While some companies may worry about March Madness because of productivity concerns, others choose to embrace it as an employee engagement tool.
“It’s something to focus on other than day-to-day work, and in today’s world, work-life balance is so blurred,” said Jennifer Zweig, OfficeTeam regional vice president at staffing agency Robert Half. Zweig oversees four of the company’s 300 offices.
More employees have nontraditional work arrangements — for example working remotely some or most of the time — so by focusing on a sports event like college basketball’s annual March Madness tournament, employees can get to know each other more and connect over something other than work, she added.
The average employee spends six work hours on sports-related activities during the tournament, according to an OfficeTeam survey of 1,000 U.S. workers. The survey also found that 64 percent of the men surveyed and 55 percent of those ages 18-34 surveyed said they loved bonding with colleagues by keeping up with sports events.

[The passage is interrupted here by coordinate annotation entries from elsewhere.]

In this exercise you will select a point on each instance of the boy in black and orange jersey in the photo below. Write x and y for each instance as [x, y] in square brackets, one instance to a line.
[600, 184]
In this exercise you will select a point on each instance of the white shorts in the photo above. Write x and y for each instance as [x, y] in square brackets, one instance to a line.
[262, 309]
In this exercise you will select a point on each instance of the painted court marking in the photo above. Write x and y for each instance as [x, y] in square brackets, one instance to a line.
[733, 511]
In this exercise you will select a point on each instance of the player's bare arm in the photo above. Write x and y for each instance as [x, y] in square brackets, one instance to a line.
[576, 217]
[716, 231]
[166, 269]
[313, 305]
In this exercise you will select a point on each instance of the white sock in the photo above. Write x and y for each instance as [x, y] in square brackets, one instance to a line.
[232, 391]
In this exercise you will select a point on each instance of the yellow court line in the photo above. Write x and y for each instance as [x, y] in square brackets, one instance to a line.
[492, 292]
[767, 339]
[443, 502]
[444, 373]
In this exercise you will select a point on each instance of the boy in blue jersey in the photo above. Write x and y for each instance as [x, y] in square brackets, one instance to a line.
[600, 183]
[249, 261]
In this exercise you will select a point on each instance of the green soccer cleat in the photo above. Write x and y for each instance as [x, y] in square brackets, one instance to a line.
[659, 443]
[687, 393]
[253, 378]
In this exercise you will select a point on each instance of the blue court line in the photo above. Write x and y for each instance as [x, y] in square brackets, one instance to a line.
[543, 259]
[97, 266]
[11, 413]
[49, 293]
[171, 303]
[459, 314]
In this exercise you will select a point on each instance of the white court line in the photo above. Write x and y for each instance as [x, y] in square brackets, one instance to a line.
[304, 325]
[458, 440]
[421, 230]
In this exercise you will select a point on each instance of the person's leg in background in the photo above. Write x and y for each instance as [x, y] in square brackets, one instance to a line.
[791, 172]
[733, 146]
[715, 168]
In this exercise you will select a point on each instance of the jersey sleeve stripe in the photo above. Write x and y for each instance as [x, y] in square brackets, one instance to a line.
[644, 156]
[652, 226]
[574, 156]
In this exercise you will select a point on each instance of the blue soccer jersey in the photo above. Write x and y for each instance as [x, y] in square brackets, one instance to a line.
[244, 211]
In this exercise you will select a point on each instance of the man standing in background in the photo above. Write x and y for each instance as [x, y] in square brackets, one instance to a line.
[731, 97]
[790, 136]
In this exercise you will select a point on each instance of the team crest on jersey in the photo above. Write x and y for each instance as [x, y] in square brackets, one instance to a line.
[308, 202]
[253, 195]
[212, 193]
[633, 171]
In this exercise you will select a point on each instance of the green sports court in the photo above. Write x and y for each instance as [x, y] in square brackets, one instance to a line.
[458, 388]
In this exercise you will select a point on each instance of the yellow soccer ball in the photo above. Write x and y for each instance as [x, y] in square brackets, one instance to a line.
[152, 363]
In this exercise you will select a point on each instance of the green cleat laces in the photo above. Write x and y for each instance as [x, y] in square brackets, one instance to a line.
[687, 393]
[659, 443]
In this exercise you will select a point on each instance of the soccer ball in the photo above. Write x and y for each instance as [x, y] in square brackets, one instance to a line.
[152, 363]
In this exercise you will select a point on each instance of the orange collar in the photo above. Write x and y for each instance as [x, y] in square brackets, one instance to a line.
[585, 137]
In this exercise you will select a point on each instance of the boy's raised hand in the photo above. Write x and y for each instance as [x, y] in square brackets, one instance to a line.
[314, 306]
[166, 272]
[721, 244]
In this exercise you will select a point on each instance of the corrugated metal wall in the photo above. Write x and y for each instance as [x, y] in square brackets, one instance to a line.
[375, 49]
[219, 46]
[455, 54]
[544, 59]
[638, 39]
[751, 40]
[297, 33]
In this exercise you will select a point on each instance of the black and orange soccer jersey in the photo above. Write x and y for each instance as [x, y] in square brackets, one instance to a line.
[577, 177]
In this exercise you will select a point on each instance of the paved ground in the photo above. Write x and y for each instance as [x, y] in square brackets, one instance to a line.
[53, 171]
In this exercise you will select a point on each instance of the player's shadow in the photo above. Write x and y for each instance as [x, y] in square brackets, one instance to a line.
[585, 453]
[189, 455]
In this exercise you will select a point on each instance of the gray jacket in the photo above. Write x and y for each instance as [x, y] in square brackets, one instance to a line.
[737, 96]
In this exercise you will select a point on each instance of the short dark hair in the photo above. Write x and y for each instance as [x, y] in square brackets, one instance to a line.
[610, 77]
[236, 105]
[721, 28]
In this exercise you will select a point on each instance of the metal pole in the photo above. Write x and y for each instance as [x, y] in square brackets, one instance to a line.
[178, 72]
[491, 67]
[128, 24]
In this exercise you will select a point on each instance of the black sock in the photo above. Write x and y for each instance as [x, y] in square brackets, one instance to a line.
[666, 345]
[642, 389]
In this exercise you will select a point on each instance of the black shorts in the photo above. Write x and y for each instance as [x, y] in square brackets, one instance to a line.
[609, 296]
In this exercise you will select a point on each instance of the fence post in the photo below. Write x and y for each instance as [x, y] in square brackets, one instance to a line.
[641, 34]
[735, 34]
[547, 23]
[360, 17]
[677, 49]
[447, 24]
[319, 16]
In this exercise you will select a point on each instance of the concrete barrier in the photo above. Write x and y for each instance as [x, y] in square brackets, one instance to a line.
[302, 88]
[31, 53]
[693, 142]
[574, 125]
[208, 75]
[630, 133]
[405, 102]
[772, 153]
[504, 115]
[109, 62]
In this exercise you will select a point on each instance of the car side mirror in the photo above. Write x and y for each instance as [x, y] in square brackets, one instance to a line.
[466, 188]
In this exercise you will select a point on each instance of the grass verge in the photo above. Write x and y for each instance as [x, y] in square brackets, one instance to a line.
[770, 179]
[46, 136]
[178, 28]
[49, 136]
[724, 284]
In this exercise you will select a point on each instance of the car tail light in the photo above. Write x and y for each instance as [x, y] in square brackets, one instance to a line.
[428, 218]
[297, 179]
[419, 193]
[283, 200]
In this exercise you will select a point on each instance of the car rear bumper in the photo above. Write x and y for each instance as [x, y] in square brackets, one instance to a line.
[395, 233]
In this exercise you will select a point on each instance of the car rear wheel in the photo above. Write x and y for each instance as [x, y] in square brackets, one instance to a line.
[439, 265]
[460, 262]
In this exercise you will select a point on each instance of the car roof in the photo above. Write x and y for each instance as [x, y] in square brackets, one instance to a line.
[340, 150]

A company first should make sure its tournament plan adheres to company policy. Zweig said. Then it should communicate to employees that it is OK for them to participate in the three-week tournament and that they can feel free to have fun and not hide their sports-related activities so long as they still get their work done.
Even employees who are not sports fans can enjoy the boosted morale and comradery, Zweig said. They can wear their alma mater colors even if their team didn’t make it into the tournament just so that can also feel invested in team activities.
Companies can also create small prizes for the winners of the bracket that aren’t only interesting for avid sports fans, like a gift certificate to a restaurant. Companies can also keep non-sports fans invested in the tournament by offering smaller prizes throughout different parts of the tournament. For example, Zweig offers a small coffee-shop gift card for the person who correctly guessed the most teams that make the Sweet Sixteen and the Elite Eight.
What companies can offer as prizes will depend on the company and its budget, Zweig added.
She also recommends setting aside certain tournament days for something special, like hosting a casual-dress day where employees can wear their favorite sports colors, bring in snacks, or let employees take a lunch break to watch a game together.
“The [employees] seem to really enjoy being part of something outside of work, and even the most casual fan seems to enjoy it,” Zweig said.
Staffing agency LaSalle Network in Chicago also takes advantage of this time to engage both employees and managers. It does a company bracket every year in which employees from different offices or business units can participate, said Maureen Hoersten, LaSalle’s chief operating officer. Although it’s an employee-led activity, the company encourages managers and leadership to get involved as well so they can connect with their employees on a more personal, casual level.
“The key is to not let march madness divide people into groups — those who follow sports and those who don’t, which is why it’s important to get leadership involved who aren’t into sports,” Hoersten said. “This way, staff knows they can participate regardless of their interest in basketball.”
The company also hosts an open house for employees, managers and clients, she said. People can attend the viewing party throughout the day, and it’s a chance for employees to spend time with clients as well as employees from different offices in a casual setting.
“It’s a different way to get to know people,” Hoersten said. “Everyone loves talking about their favorite team or college. Even though (University of) Iowa isn’t in the tournament this year, I’ll still be wearing my Iowa shirt.”